Professor Krzysztof Jassem: As far as translation of general texts is concerned, humans will remain irreplaceable

What is machine translation? It is a process in which a text is translated by a computer without human intervention. This term is often used in contrast with the term computer-aided translation, a process in which a text is translated by a human supported by computer software.

Machine translation is faster and cheaper although less precise. According to many users, the result of machine translation only conveys the meaning of a processed text and cannot be considered a reliable source of knowledge. The most popular machine translation system currently available is Google translator, which is provided free of charge.

Human vs. AI

In the case of computer aided translation the decision on the final version of a text is made by a human. The translator is supported by computer tools, e.g. electronic multilingual dictionaries, computer thesauri or glossaries of technical terms.

As far as technical texts go, one of the most helpful tools includes the so called translation memory, i.e. a set of sentences and phrases in the source language paired with translations thereof created on the basis of already translated documents. The most popular paid CAT system is Trados by SDL, with Omega being the most sought-after freeware.

Although machine translation systems are considered artificial intelligence, software supporting the translation process is not classified as such.

In 1990s the approach to research on machine translation based on a set of rules shifted towards statistical methods based on data. The statistical approach requires large bilingual corpora, i.e. sets of texts and translations thereof.

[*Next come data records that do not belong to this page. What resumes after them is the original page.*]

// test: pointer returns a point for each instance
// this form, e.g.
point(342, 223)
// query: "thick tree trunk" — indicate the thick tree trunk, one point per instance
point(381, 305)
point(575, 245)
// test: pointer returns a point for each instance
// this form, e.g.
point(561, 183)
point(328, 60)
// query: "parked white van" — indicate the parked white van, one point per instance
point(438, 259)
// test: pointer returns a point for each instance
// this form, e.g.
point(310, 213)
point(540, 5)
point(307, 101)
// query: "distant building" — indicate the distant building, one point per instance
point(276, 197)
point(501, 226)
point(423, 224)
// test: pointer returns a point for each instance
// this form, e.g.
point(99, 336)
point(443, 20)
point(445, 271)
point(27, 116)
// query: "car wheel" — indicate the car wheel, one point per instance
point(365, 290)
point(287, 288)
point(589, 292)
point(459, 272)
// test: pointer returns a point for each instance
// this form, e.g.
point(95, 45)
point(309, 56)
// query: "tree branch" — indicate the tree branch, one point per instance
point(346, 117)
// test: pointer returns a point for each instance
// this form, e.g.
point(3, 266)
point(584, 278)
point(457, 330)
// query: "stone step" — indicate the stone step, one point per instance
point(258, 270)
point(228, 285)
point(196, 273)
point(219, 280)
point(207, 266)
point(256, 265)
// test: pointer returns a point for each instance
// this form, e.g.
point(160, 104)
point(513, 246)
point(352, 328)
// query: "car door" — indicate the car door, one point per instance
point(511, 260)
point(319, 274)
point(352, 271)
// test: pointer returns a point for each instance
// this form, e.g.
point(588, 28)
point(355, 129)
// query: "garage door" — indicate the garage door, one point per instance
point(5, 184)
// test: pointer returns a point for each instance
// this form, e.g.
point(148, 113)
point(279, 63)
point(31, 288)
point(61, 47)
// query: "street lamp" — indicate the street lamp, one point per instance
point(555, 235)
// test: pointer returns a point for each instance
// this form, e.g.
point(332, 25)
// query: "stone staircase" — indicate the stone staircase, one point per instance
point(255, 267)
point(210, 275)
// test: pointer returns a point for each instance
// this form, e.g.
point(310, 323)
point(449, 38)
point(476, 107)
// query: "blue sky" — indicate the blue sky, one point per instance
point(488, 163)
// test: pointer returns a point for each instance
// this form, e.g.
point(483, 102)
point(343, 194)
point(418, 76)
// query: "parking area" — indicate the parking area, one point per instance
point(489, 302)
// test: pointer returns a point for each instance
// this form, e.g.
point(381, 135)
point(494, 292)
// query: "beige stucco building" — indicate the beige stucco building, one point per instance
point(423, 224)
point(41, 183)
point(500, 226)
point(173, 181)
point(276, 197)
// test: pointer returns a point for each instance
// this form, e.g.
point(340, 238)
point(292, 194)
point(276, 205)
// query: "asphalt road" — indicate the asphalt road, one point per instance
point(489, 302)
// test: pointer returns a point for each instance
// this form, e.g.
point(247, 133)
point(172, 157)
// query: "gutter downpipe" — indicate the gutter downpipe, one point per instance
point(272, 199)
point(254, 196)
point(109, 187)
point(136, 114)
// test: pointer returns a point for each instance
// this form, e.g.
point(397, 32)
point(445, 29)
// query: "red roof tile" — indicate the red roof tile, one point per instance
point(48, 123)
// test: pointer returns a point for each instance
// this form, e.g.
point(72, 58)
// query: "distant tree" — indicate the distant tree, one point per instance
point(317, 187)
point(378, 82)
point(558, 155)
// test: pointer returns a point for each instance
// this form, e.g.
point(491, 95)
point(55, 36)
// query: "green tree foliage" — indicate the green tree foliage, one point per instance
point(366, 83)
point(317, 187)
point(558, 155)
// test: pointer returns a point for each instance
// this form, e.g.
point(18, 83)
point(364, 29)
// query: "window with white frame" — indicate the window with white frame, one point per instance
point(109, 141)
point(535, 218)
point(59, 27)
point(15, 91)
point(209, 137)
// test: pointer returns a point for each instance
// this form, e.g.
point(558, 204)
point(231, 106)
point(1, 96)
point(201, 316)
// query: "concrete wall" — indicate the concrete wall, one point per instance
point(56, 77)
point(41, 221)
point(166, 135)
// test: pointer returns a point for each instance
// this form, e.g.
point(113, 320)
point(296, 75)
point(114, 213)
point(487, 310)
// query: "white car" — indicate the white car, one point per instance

Corpora are used to calculate the so-called translation model which determines the probability of whether a sentence in one language is a translation of that sentence in another language. The machine translation system matches a given sentence in the source language with a sentence in the target language for which the probability is the highest.

Neural translation

In 2014 two independent research groups – from Google and from the University of Montreal – came up with machine translation systems based on neural networks.

The translation process is carried out in two phases: coding and decoding. In the coding phase individual words of a source sentence (e.g. in Polish) are converted to their numerical representation. Then, a neural network, trained (similarly to the statistical approach) with the use of a bilingual corpus, builds two numerical representations of the whole source sentence: the first is constructed word by word starting from the beginning of the sentence, the second is constructed in the opposite direction. Both representations are combined into a single one (marked with grey blocks).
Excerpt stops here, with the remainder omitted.